The article explains that climate change mitigation has accelerated the global transition from fossil-based energy systems to renewable energy sources. Energy transition is no longer treated only as an environmental necessity, but also as a driver of economic restructuring. Green Total Factor Productivity is used as a key indicator for measuring sustainable economic growth.
The study emphasizes that zero-carbon development requires economic growth to be decoupled from carbon-intensive inputs. This requires a structural pathway that balances energy security, ecological sustainability, and industrial productivity. Green productivity has therefore become an important benchmark for assessing national energy transition success.
Despite the spread of green policies, the impact of energy transitions on productivity remains inconsistent across regions. Some countries experience emissions reduction and improved economic efficiency, while others face stagnant productivity or rising compliance costs. This shows that the transition is not a simple or linear process.
The article explains that existing literature has identified renewable energy, environmental regulation, and green innovation as important factors in sustainability outcomes. Renewable energy optimization can improve GTFP, environmental regulation can encourage cleaner production, and green innovation can improve resource efficiency.
The study also discusses specialized technologies such as carbon capture, utilization, and storage. These technologies can support industrial upgrading and improve emissions efficiency. Clean technology innovation is also shown to support industrial GTFP, especially when environmental regulation reaches a sufficient threshold.
However, the article identifies uncertainty about whether these findings apply universally across different developmental stages and socioeconomic contexts. The relationship between green innovation and productivity is strong in some economies but fragmented or contradictory in others, especially in emerging markets.

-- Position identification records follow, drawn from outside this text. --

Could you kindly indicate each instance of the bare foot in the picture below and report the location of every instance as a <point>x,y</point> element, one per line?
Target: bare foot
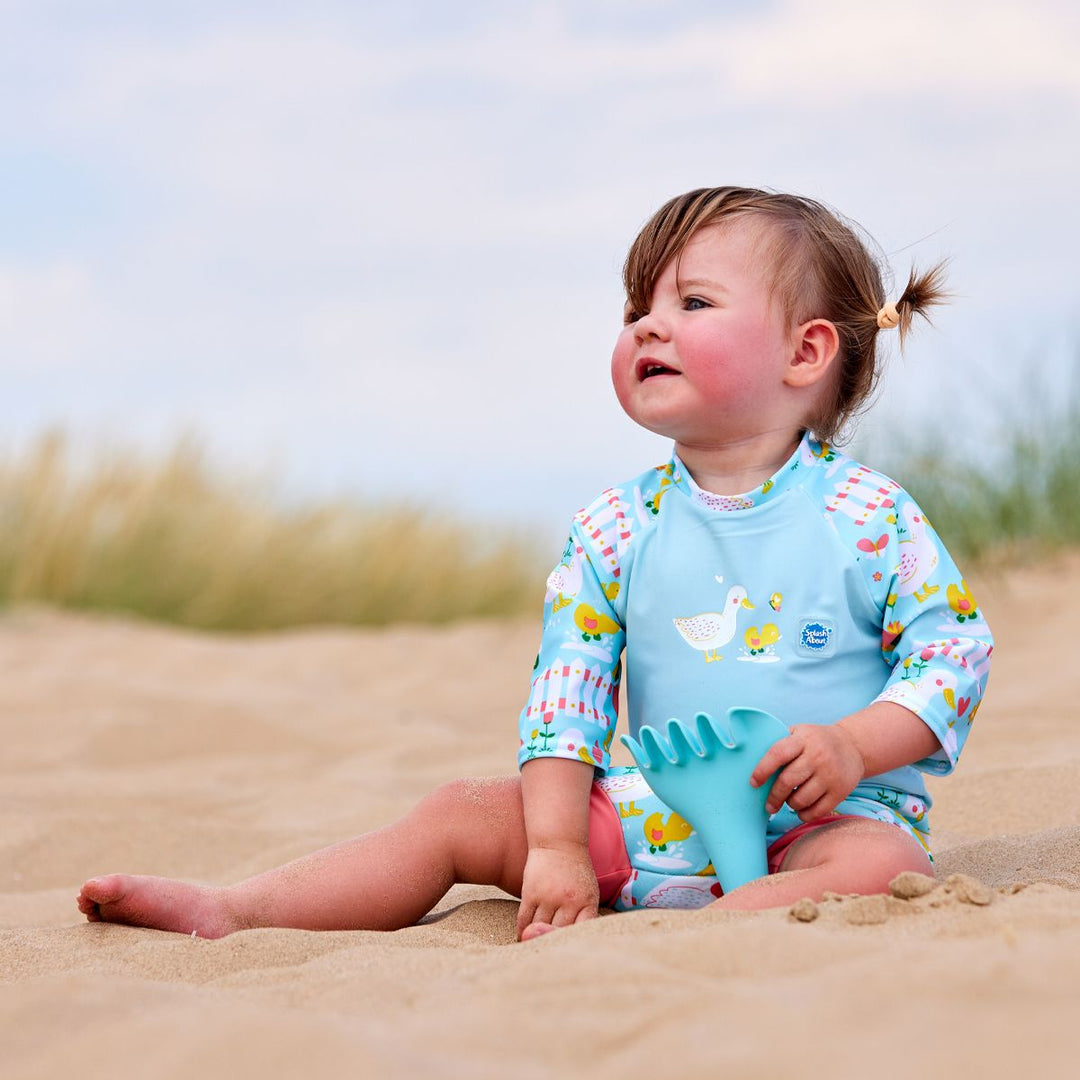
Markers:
<point>160,904</point>
<point>535,930</point>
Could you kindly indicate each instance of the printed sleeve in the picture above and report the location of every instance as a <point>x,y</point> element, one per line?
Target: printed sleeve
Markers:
<point>933,634</point>
<point>572,705</point>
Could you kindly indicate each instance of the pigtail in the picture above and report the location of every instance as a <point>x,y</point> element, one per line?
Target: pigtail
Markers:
<point>921,292</point>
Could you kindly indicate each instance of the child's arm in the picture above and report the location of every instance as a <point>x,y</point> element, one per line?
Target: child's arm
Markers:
<point>822,764</point>
<point>559,885</point>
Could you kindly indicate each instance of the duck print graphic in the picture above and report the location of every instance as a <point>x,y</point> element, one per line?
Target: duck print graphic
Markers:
<point>918,557</point>
<point>710,631</point>
<point>760,644</point>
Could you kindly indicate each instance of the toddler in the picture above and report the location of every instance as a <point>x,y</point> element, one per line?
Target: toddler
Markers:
<point>758,567</point>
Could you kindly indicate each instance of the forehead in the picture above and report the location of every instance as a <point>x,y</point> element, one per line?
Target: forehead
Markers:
<point>732,252</point>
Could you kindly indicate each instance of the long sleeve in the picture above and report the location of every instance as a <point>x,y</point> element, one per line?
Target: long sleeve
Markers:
<point>572,705</point>
<point>933,635</point>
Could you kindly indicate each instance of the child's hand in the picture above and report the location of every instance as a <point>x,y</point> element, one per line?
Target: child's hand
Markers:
<point>558,889</point>
<point>820,767</point>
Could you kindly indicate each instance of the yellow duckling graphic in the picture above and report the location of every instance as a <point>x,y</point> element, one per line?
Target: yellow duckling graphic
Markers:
<point>961,602</point>
<point>660,833</point>
<point>592,623</point>
<point>758,640</point>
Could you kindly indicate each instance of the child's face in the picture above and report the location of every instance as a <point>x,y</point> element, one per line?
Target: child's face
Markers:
<point>706,364</point>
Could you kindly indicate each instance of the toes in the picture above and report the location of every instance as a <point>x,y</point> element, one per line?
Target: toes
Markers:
<point>536,930</point>
<point>105,890</point>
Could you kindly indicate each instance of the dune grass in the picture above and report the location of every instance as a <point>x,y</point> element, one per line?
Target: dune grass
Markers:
<point>1022,502</point>
<point>173,540</point>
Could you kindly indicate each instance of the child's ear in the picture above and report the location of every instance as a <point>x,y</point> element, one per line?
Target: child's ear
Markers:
<point>815,346</point>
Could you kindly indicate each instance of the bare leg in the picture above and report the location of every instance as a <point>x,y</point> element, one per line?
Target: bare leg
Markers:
<point>469,831</point>
<point>852,855</point>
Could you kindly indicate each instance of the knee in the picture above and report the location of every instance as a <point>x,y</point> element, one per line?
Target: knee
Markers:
<point>473,798</point>
<point>892,852</point>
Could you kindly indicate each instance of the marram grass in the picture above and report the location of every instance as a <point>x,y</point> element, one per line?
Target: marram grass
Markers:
<point>174,541</point>
<point>1022,502</point>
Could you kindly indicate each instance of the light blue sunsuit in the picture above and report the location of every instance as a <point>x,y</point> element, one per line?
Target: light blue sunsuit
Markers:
<point>810,597</point>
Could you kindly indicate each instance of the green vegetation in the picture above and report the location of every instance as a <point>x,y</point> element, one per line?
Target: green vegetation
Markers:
<point>1023,501</point>
<point>174,541</point>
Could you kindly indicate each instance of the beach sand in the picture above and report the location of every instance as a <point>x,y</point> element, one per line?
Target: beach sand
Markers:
<point>136,747</point>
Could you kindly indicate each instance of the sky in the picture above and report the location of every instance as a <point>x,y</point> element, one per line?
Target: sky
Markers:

The study highlights several research gaps. Many studies focus on single countries or regions, while renewable energy, regulation, and innovation are often analyzed separately. This fragmented approach overlooks the interaction among energy transition, regulatory shifts, innovation capacity, human capital, and productivity outcomes.
The research aims to identify patterns of consistency and divergence in empirical findings on energy transition and GTFP. It analyzes institutional and technological conditions such as innovation capacity and regulatory efficiency, develops a conceptual structural model for zero-carbon development, and clarifies how green innovation and environmental regulation mediate or moderate the energy transition.